Sevgili peygamberimizin Mekke’den Medine’ye hicretinin gerçekleştiği ve rahmet peygamberinin “Allah’ın ayı” olarak nitelendirdiği Muharrem ayını idrak etmiş bulunuyoruz. Bu ayın İslam dünyasına ve bütün insanlığa hayırlar ve bereketler getirmesini niyaz ediyorum. Hz. Ömer’in halifeliği döneminde hicret, tarih başı olarak kabul edilmiş ve o
günden itibaren İslam âleminde 1 Muharrem hicrî takvimin başlangıcı olarak kabul görmüştür.
Hicret; Allah’a ve O’nun kutlu elçisi rahmet peygamberine gönülden bağlılığın bir ifadesi, dostluğa, kardeşliğe, medeniyete, ilme ve irfana açılan yolculuğun hikâyesidir.
Hicret, nurlu şehir Medine’nin şahsında, insanlığın gönlüne, sevgiye ve rahmete açılan bir yoldur. Her vesile ile paylaşmayı, dayanışmayı, insani erdem ve faziletleri öğütleyen yüce dinimizin hikmet yüklü mesajlarının insanın hayatında makes bulmasıdır. Hicret, Allah yolunda fedakârlığın, yardımlaşmanın kardeşliğin zirvesidir.
Hicret, Allah rızası için; anadan, babadan, evlattan, yardan, diyardan, maldan ve mülkten hatta candan vazgeçmenin ibretli ve meşakkatli bir öyküsü, Yüce dinimizin rahmet yüklü mesajlarını bütün insanlığa ulaştırmak için çıkılan yolculuğun adıdır. Öyle ki tebliğ hicreti doğurmuş, hicret ise tebliği yoğurmuştur. Kısaca hicret Müslümanlar için bir milattır.
Muharrem ayı ve bu ayın 10. Günü olan Aşura, tarih boyunca Müslüman toplumlar açısından ayrı bir önem taşımaktadır.

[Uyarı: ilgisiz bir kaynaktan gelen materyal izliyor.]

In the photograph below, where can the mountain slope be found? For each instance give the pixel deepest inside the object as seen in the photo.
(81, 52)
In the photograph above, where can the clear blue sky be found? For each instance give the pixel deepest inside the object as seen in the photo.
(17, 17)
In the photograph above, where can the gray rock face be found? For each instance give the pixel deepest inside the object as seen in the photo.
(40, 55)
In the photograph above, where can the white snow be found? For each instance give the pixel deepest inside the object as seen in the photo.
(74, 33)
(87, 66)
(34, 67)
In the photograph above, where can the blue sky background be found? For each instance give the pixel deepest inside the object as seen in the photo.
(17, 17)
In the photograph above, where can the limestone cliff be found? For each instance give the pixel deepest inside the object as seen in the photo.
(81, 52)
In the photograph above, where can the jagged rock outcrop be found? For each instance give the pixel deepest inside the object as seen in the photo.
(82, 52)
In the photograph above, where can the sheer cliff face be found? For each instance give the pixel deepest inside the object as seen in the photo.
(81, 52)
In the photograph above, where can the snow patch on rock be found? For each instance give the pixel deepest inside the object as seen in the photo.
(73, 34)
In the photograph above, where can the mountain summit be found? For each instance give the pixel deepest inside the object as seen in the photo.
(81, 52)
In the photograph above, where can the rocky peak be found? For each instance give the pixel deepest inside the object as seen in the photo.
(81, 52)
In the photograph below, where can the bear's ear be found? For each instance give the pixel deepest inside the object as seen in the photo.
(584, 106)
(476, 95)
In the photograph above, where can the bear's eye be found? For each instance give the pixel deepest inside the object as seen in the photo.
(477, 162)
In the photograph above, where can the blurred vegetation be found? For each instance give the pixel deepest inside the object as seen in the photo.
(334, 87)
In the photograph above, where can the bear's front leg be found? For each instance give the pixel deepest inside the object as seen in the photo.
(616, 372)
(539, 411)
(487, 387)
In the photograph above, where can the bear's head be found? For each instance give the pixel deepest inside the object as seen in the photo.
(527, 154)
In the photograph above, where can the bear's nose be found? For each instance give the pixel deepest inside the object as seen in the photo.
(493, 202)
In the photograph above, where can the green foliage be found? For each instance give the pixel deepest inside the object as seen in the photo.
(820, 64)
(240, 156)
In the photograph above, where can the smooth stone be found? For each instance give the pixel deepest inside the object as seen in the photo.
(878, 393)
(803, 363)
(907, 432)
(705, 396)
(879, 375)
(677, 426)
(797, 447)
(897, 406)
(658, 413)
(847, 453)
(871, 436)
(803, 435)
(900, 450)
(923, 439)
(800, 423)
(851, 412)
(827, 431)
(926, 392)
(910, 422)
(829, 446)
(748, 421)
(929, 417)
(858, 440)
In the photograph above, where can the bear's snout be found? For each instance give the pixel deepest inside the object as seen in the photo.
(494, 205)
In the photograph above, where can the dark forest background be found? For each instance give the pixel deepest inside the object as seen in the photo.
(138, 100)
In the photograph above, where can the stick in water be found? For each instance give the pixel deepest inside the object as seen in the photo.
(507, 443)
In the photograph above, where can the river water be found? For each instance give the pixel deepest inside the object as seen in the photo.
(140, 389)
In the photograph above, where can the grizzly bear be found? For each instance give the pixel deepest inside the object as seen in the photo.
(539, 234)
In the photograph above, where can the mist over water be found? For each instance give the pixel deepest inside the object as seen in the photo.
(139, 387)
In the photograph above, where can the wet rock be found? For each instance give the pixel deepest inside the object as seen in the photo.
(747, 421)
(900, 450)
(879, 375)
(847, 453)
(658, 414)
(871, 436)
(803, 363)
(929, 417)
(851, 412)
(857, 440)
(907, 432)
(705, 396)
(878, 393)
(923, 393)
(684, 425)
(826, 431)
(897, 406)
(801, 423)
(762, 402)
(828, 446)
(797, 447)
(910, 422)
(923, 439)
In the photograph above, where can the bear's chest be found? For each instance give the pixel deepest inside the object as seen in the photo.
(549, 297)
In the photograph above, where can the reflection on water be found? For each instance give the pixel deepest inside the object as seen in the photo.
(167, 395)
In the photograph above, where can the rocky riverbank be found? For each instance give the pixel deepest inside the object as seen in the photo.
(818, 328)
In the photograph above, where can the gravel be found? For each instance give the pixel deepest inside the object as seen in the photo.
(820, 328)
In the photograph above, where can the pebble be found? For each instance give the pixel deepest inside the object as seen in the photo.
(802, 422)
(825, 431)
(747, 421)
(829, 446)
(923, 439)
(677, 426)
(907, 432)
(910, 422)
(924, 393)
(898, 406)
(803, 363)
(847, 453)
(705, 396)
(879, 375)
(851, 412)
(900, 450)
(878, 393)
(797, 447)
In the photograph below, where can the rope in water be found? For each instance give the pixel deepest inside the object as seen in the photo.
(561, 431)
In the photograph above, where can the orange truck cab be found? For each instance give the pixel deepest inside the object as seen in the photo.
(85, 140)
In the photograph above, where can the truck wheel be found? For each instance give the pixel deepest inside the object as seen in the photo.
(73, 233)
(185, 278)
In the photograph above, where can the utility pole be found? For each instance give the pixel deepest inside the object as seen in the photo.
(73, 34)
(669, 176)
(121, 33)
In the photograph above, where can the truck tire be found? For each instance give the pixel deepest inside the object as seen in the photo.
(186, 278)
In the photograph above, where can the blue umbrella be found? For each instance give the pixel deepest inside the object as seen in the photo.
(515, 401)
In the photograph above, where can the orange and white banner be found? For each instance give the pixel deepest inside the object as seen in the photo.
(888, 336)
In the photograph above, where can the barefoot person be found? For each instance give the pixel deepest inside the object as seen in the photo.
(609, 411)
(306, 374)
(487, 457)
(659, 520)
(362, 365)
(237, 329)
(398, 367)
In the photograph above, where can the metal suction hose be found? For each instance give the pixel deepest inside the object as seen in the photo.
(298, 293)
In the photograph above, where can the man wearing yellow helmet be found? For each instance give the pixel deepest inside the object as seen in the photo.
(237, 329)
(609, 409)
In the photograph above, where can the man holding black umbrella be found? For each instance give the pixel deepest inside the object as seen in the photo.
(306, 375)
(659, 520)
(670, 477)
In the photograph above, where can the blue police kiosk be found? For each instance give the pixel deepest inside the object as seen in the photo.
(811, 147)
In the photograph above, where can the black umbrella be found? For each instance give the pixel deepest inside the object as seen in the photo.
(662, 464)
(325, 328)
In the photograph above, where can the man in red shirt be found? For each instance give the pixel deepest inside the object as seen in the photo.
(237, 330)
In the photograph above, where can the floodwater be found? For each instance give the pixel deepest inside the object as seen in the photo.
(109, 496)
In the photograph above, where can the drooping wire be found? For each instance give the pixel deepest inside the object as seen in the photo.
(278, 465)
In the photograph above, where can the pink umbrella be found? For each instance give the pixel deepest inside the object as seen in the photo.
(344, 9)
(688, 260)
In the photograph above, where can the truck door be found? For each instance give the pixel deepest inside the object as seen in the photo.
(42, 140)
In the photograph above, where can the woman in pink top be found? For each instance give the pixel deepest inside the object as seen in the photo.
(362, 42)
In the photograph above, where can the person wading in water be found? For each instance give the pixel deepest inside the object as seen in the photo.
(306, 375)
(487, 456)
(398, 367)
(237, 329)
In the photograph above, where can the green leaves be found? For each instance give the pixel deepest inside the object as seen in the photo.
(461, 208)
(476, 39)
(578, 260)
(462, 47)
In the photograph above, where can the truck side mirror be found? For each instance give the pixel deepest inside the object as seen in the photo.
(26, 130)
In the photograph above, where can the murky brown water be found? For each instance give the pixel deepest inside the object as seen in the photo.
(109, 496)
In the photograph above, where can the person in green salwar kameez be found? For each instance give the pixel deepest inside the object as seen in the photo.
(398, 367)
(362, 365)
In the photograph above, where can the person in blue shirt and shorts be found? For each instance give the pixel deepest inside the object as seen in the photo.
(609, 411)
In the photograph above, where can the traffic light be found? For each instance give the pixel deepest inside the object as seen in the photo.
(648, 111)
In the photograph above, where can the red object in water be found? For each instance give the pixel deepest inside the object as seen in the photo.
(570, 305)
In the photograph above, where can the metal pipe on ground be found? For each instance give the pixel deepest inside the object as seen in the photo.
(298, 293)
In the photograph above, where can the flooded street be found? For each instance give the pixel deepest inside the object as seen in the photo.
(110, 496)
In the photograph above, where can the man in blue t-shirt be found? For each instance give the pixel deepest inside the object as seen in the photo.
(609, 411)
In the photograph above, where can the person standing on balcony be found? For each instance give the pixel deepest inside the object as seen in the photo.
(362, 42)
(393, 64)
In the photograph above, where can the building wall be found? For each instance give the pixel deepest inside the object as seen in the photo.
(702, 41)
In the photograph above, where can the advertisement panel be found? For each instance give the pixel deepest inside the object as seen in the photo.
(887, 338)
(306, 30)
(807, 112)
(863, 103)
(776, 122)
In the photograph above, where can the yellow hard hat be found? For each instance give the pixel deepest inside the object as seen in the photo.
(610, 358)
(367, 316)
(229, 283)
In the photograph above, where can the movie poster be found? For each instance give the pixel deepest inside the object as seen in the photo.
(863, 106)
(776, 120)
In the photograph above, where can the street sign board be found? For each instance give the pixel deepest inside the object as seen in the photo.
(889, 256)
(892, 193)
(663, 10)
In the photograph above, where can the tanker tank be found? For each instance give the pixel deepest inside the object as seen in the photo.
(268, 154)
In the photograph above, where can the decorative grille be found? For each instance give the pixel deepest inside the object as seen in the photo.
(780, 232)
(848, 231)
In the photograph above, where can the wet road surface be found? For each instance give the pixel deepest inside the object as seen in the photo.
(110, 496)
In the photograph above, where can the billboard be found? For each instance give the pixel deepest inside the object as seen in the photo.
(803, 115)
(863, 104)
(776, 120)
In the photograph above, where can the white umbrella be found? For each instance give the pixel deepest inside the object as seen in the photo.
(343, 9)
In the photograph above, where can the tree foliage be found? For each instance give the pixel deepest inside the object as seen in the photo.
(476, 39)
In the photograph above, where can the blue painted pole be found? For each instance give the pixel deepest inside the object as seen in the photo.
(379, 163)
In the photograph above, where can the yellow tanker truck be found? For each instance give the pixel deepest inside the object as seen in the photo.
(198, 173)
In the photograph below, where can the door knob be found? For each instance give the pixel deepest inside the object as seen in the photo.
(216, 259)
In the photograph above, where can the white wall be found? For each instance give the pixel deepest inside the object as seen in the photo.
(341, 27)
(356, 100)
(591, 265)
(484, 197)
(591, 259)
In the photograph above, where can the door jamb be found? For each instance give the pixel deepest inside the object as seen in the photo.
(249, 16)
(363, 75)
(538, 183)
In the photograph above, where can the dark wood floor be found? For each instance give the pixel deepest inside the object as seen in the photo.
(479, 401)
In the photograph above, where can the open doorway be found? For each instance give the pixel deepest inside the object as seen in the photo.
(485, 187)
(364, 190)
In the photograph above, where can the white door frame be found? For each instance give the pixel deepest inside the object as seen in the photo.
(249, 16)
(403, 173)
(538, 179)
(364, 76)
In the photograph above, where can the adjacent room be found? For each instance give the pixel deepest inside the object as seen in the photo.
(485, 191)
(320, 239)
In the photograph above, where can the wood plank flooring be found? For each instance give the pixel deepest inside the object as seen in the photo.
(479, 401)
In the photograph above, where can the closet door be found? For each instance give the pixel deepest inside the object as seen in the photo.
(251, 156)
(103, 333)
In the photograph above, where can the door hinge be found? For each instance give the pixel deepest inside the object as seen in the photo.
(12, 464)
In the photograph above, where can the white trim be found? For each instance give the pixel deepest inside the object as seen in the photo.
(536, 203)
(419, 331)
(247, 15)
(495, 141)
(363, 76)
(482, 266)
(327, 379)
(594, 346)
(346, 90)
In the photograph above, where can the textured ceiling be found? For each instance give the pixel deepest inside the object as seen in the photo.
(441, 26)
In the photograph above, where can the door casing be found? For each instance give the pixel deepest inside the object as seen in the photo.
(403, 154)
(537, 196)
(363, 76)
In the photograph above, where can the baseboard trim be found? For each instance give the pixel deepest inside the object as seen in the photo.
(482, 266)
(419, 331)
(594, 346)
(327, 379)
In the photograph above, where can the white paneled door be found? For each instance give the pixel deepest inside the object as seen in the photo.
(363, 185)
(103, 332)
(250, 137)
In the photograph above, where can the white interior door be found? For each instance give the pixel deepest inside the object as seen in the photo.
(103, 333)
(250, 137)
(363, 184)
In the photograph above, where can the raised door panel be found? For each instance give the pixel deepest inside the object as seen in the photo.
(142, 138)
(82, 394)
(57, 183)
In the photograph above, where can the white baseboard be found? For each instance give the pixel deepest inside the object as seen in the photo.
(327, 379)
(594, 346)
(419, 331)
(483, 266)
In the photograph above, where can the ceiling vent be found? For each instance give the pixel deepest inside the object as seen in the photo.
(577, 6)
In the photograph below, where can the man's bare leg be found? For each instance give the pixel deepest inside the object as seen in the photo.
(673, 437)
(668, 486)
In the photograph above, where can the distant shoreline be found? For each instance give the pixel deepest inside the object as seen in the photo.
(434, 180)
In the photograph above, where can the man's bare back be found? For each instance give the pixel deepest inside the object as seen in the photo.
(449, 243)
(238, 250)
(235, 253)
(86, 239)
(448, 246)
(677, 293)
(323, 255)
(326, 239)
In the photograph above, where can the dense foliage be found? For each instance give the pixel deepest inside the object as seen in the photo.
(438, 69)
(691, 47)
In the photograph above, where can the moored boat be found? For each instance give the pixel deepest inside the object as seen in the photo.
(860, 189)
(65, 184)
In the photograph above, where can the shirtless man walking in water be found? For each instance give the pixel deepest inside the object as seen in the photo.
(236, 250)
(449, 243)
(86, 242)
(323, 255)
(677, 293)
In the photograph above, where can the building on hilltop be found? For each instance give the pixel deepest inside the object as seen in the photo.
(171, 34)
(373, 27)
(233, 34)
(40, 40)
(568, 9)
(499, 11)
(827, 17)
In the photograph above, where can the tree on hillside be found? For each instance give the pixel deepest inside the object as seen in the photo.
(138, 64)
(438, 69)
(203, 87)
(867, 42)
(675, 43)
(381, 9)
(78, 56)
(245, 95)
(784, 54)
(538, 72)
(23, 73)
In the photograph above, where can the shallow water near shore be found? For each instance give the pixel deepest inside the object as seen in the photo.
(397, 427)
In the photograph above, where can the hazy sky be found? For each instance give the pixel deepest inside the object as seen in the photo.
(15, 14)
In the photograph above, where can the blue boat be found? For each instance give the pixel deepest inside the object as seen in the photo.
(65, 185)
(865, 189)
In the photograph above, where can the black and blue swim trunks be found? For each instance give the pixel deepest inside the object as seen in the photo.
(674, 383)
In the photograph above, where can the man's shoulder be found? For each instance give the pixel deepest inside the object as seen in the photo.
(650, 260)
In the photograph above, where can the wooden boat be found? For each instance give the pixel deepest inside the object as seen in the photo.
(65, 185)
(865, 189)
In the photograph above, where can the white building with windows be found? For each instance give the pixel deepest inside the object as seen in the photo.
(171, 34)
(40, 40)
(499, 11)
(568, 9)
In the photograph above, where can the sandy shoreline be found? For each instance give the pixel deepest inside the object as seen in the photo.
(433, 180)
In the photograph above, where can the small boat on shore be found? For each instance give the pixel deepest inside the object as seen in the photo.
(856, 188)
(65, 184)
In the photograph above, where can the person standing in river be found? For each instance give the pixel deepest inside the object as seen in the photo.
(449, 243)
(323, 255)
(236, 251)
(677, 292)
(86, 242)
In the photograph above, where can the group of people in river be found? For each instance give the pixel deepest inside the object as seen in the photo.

Muharrem ayı, aynı zamanda Hz. Peygamber (sav)’in torunu Hz. Hüseyin’in ve çoğu Ehl-i Beyt mensubu 70’den fazla insanın siyasi ihtiraslar uğruna Kerbela’da şehid edilmesi nedeniyle Müslümanların ortak hafızasında büyük bir acının tarihidir. Bu ciğersûz hadise özellikle milletimiz başta olmak üzere, mezhebi ve meşrebi ne olursa olsun, bütün Müslümanların asırlardır dinmeyen ortak acısı olmuştur. Kerbela’da acımasızca şehit edilen Hz. Hüseyin ve arkadaşları, bu hadisedeki asil duruşu ve haksızlıkla karşısındaki onurlu mücadelesi ile bütün müminlerin gönüllerinde taht kurmuş, ona ve yakınlarına bu zulmü reva görenler ise insanlığın ortak vicdanında mahkûm edilmiştir
Kerbelâ olayı, dünyanın hangi bölgesinde yaşarsa yaşasın, hangi dînî-kültürel alt kimliğe mensup olursa olsun, İslâm toplumlarının hemen hemen hepsinde önem atfedilen bir hadisedir. Bu öneme istinaden Muharrem, Aşura ve Kerbelâ’nın, İslâm toplumlarının dînî-kültürel hayatında da bazı yansımaları olmuştur. Müslüman Coğrafyasında bu ayda tutulan oruçlar, pişirilip dağıtılan aşureler ve Kerbelâ’da Hz. Peygamber (sav)’in torunu Hz. Hüseyin ile beraber ailesi ve yanında bulunanlardan şehid olanların yad edilmesi bunların başlıcalarıdır. Nitekim, Hz. Hüseyin’in şehadetine duyulan üzüntü şiirlere, mersiyelere ve maktellere yansımış, bu alanda pek çok eser vücuda getirilmiştir.
Bu duygu ve düşüncelerle, şehitlerin efendisi İmam Hz. Hüseyin ve Kerbelâ şehitleri olmak üzere bütün şehitlerimizi rahmetle anıyor, onların İmam Zeynelabidin ile süren aziz hatırasını yad ediyor, Ehl-i Beyt-i Mustafa’yı saygıyla selamlıyor; asırlardan beri Hz. Peygamber ve Ehl-i Beyt sevgisi etrafında kenetlenen milletimizin barış, huzur, güven, karşılıklı sevgi ve saygı içerisinde yaşamaya devam etmesini Cenab-ı Mevla’dan niyaz ediyorum.